Durante una rueda de prensa, Lin destacó que China rechaza “el uso o la amenaza de la fuerza en las relaciones internacionales” y condena la injerencia de fuerzas externas en los asuntos internos de los países latinoamericanos.
Añadió que, independientemente de la evolución de la situación política en Venezuela, China continuará profundizando la cooperación práctica con el país; protegiendo sus intereses legítimos de acuerdo con la ley.
Lin enfatizó que las relaciones entre China y América Latina se basan en “la igualdad, el beneficio mutuo y el desarrollo común”, y que la cooperación se caracteriza por la apertura, la inclusión y la reciprocidad. Reafirmó que los países de la región tienen derecho a elegir libremente sus caminos de desarrollo y sus socios estratégicos.

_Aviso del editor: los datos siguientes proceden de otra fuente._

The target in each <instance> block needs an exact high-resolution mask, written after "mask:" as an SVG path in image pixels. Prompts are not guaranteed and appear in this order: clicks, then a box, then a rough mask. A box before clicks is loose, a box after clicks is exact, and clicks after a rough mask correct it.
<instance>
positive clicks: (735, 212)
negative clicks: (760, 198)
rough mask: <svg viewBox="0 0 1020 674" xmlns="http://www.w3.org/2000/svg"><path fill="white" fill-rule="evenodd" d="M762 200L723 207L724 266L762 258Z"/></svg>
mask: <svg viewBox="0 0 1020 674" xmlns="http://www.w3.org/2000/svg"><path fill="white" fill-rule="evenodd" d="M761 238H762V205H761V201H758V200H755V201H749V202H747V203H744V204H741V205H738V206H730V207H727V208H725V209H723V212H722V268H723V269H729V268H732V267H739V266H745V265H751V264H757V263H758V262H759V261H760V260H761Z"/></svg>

China reafirma su cooperación y apoyo a Venezuela
Además, subrayó la disposición de China a trabajar junto con América Latina para enfrentar desafíos globales y promover el desarrollo mediante la cooperación mutuamente beneficiosa; y a colaborar con la comunidad internacional en la defensa de la Carta de la ONU y la justicia internacional.
La declaración se produce tras la reciente agresión militar de Estados Unidos en Venezuela el 3 de enero, que concluyó con el secuestro del presidente Nicolás Maduro y su esposa, Cilia Flores; trasladados a Nueva York y recluidos en el Centro de Detención Metropolitano de Brooklyn.
Caracas calificó la acción como una “gravísima agresión militar” orientada a apoderarse de los recursos estratégicos del país. La presidenta encargada, Delcy Rodríguez, advirtió que lo sucedido a Venezuela podría repetirse en otros países.
La comunidad internacional, incluida Rusia, condenó la intervención estadounidense y demandó la liberación de Maduro y su esposa; resaltando el derecho de Venezuela a decidir su propio destino sin interferencias externas.